Et je m’effondre en pleurs, en plein milieu d’une soirée entre amis dont je me réjouissais depuis des semaines. J’avais tout prévu : oublier le téléphone, bannir les soucis des conversations, qu’au cours de ces quelques heures de répit, personne ne  demande de nouvelles des Trois Mégères Ecarlates, qu’on me laisse en paix. Je suis en sursis. Mais comme toujours, c’est au moment où tout pourrait être plus calme que le cœur et les nerfs lâchent, quand on se sait bien choyée. Après des mois de trapéziste. Des mois, des heures, des minutes. J’en perds la notion du jour et de la nuit. Des mois de harcèlement, Anna, Alba, la mère Anita. Quelle idée d’avoir prénommée cette enfant Anna ? Je n’ai compris qu’après. Le jour où à trois mois, le bébé s’est ramolli dans mes bras, a cessé de sourire brutalement, pour ne plus jamais être entier. Yeux qui rient, bouche qui pleure. Lèvres en joie, œil en chasse. Une joue en colère, l’autre blanche linge. Une oreille qui ronfle et l’autre qui s’écrie, au moindre frôlement. Un monstre est né alors. Un monstre, ma fille, mon amour, tant attendue, tant espérée, pour tout recommencer à zéro. Pour tout reconstruire en solide. Trois mois d’émerveillement devant ma réussite. La résurrection des femmes de cette famille.
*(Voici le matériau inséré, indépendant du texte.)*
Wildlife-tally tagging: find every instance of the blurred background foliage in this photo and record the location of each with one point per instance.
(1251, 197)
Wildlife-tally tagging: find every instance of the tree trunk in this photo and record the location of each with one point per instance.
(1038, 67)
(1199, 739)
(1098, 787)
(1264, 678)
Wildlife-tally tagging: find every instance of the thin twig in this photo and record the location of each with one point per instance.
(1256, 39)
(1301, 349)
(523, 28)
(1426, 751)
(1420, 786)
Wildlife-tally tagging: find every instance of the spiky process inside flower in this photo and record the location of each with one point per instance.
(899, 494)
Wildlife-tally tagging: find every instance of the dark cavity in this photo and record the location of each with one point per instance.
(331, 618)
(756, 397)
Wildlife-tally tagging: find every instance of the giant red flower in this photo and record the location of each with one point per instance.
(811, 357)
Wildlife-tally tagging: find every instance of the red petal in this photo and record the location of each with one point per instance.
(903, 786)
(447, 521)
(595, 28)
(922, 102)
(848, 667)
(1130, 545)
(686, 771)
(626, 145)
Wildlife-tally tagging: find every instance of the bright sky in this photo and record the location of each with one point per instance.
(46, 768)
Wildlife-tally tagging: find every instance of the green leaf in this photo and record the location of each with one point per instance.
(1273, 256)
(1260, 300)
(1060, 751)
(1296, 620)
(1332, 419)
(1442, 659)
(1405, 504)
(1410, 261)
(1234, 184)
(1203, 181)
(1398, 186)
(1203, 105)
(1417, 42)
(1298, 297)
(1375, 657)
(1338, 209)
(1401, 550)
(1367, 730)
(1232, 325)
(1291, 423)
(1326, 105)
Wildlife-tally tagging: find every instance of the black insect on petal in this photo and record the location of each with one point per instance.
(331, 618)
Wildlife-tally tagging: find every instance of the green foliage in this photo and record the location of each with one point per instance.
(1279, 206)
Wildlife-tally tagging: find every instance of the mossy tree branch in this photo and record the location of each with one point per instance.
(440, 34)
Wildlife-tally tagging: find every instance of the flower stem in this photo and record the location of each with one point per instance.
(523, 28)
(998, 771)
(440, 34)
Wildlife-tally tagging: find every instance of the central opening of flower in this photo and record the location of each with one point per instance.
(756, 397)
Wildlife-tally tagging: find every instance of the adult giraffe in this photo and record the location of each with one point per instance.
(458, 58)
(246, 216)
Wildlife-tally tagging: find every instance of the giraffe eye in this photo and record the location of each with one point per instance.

La fin de la malédiction, la chaîne rompue et brûlée.
Je l’ai nommée Anna.
Le mari insistant, dénigrant le choix si évident pour moi. Sans explications autres qu’un dégoût frappé de mutisme. Et moi implacable, on l’appellera comme ça, c’est parfait pour ma fille. Il a ouvert la bouche. Il a su que je le quitterais s’il disait un seul mot sur les Deux Ecarlates. Il a scellé ses lèvres, rempli de désespoir. C’est pour ça que le jour, où je l’ai convoqué, pour lui annoncer que l’enfant était la digne représentante de sa lignée toquée, il m’a prise dans ses bras, serré de toutes ses forces. Il savait bien avant qu’elle ne serait sans appel la troisième Ecarlate. Et même, j’ai compris là pourquoi en ce 28 décembre, je venais d’accoucher, en voyant apparaître un bébé aux cheveux orange, il a été pris d’un fou rire inextinguible, qui sentait le malheur.
            Tout resurgit, le film rembobine et déroule à nouveau.
            C’est un jour de colère.